Puisse la mort être l'eau où je peux disparaître, où j'allais en apnée sans peur de la distance,
avec l'intuition de l'enfant de huit ans, du jeune homme de quinze, en confiance et ému
par tant de voluptés et tant de bienveillance, et la sensualité du monde permise à fleur de peau.
L'échelle n'est pas loin. Les couloirs carrelés. La tête de lion rugissait en silence, vernissée au soleil.

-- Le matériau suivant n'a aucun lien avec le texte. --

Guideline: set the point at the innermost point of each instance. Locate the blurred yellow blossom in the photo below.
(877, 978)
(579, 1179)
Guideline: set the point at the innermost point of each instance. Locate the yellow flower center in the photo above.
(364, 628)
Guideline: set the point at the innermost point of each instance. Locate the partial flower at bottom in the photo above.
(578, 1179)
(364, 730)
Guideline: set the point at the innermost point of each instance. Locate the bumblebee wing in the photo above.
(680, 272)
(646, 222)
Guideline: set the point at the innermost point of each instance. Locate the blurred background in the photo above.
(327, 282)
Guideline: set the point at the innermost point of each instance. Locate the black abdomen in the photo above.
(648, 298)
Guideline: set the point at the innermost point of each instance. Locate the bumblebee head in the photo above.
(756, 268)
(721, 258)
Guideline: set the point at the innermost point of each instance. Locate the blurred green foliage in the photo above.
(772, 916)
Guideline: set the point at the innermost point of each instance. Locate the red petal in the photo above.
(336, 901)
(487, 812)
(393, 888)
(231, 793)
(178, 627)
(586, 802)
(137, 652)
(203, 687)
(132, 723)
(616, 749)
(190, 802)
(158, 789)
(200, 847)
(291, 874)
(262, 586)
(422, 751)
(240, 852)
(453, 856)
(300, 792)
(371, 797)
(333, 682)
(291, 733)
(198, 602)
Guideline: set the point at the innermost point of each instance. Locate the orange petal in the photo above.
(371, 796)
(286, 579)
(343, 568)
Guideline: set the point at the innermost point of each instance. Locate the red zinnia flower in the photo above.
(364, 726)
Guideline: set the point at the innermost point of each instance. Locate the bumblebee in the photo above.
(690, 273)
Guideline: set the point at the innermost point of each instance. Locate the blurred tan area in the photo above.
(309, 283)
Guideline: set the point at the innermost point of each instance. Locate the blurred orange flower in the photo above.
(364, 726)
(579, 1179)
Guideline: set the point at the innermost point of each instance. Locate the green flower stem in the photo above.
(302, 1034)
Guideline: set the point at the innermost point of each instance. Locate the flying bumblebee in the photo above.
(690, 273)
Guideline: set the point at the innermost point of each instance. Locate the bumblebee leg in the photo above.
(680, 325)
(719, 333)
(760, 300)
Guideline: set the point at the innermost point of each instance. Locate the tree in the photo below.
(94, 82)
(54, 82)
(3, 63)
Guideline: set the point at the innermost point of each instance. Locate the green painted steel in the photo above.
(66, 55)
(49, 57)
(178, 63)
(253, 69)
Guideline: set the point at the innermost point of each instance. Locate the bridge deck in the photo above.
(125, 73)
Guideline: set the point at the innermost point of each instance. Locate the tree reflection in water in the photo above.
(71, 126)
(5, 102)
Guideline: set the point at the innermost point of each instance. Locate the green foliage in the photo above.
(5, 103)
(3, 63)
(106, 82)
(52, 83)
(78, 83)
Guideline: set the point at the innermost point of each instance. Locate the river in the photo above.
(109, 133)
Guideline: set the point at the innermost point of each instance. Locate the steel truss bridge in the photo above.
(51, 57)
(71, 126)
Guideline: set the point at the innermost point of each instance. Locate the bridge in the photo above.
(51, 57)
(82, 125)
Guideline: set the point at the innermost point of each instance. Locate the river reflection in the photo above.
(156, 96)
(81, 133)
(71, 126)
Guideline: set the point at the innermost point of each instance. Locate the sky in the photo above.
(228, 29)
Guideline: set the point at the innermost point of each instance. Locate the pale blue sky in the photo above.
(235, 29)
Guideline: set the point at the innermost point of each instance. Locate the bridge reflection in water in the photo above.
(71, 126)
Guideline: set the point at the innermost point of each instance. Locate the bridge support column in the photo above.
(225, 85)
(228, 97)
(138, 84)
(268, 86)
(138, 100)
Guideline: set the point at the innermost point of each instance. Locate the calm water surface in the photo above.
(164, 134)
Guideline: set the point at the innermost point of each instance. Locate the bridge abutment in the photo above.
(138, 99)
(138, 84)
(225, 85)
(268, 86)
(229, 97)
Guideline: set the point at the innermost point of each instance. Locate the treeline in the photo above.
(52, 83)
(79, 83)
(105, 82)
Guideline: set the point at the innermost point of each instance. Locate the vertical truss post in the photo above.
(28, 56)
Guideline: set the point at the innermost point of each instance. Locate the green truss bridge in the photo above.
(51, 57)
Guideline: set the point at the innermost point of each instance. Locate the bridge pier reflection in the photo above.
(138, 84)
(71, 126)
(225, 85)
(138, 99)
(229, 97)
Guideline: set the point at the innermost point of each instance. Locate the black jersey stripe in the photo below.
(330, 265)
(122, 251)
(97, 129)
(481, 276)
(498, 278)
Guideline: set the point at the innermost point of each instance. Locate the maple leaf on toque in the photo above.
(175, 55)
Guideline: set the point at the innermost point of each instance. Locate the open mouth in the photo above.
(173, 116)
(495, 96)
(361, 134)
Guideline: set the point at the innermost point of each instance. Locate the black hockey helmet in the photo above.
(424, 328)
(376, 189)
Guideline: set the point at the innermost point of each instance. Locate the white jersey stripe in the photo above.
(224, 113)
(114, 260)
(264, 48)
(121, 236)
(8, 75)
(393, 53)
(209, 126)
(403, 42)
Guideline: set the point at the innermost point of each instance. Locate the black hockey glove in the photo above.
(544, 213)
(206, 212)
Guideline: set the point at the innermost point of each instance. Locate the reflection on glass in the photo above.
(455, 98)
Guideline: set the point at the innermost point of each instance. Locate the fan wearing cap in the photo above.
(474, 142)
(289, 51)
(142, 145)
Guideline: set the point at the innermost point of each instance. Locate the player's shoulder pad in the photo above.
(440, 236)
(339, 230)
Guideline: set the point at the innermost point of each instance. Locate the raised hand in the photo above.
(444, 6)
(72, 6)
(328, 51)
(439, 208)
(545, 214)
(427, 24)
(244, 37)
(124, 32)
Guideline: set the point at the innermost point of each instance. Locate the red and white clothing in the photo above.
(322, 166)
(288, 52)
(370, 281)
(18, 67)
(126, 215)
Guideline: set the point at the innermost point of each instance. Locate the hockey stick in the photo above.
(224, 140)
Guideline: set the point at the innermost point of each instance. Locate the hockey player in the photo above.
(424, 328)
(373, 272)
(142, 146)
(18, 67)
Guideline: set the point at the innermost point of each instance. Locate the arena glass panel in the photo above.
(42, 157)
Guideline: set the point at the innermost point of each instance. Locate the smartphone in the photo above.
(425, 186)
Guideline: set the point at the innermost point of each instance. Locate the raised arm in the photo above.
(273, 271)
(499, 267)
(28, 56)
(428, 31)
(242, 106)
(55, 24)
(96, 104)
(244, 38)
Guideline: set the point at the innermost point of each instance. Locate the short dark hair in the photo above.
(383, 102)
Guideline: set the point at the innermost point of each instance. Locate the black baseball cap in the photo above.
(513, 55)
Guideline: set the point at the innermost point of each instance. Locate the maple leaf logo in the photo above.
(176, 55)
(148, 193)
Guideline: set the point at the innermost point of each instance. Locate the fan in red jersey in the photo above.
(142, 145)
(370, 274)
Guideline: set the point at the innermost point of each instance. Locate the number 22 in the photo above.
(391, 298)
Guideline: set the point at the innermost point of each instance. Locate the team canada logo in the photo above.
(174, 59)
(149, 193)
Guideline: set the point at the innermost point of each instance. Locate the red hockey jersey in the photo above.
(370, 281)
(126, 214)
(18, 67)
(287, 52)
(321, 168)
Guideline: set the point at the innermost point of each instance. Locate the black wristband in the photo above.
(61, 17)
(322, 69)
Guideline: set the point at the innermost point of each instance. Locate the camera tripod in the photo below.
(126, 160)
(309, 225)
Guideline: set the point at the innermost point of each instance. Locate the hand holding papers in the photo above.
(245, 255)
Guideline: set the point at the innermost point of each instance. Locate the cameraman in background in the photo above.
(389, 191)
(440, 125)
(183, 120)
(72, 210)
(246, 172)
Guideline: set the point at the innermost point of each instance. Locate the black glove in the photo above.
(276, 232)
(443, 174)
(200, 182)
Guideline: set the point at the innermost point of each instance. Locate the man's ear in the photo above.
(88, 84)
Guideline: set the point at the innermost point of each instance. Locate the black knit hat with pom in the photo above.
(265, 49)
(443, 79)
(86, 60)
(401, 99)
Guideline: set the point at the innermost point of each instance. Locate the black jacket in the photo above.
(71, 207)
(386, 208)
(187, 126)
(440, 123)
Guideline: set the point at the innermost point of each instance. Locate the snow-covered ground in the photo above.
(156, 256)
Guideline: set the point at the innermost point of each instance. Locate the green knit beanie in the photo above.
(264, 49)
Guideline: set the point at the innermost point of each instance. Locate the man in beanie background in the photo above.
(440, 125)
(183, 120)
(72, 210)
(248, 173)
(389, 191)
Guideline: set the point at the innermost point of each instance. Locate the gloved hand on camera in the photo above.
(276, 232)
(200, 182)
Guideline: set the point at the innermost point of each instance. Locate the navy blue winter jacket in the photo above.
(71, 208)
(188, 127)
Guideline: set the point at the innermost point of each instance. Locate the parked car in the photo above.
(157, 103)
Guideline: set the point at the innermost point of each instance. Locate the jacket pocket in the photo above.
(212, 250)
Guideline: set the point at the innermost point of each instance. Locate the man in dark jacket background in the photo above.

La mort doit être là, au fond de ma piscine, celle de Castelldefels, où je ferai mes brasses
dans le brasier des morts qui m'ont fait et aimé, de clartés et de chlore où je serai torpille,
élancé dans l'espace, défiant la pesanteur, aux étés catalans qui ne cesseraient plus, éradiquant l'automne
et les rentrées scolaires, pour demeurer vivant à mon juillet cuisant.
C'est l'éveil à ma peau, au désir de l'amour, au désir du désir, des passions dévorantes,

l'appétit de la viande, de la chair à canon, et la corne d'abondance des plaisirs et des fêtes,
du bonheur à peine supportable de l'ivresse de vivre, la surprise de naître et la joie d'exister.
C'est le soleil sans fin. Pour moi, l'affaire est faite. Au milieu des étoiles, comme à l'aube brumeuse,

c'est la foudre et le schiste, la tomate juteuse, c'est la lune jalouse, la musique et les rires,
c'est l'odeur de la poudre, les olives anchoitées, le ciment des allées et les eucalyptus,
Barcelone éclatante au bout de ma pinède, lascive à la fournaise, étouffante, attirante,
où s'ouvre ma poitrine, comme nulle part ailleurs. Quand je n'ai qu'une terre, la Méditerranée.
Il revient me le dire, aux nuits qui raccourcissent, aux ombres qui s'allongent, à la tiédeur de l'air
du soir qui s'éternise, où l'on se déshabille de ce qui nous contraint, de ce qui nous entrave,

puisque ce conquérant est un libérateur, qui détruit les obstacles et toutes les servitudes,
pulvérise les chaînes, ouvre les horizons, incendie le chagrin, le poids des habitudes,
redistribue les cartes et annule l'ennui. Je vénère son nom. Amoureux et fidèle.
Et je frémis en mai au son de sa revanche. Où la nature entière s'éveille à l'imminence
du retour triomphal de son règne absolu. Il revient effacer les blessures de guerre.

Au zénith merveilleux des essences nouvelles, étincelant de nuits, de chaleur bienfaitrice,
il m'embrasse toujours et me dévore encore, et puisqu'il est ma vie, il doit être ma mort.
C'est juillet. Une plage. Une crique. Et des pins parasols. La piscine et ma brasse. Pour toute éternité.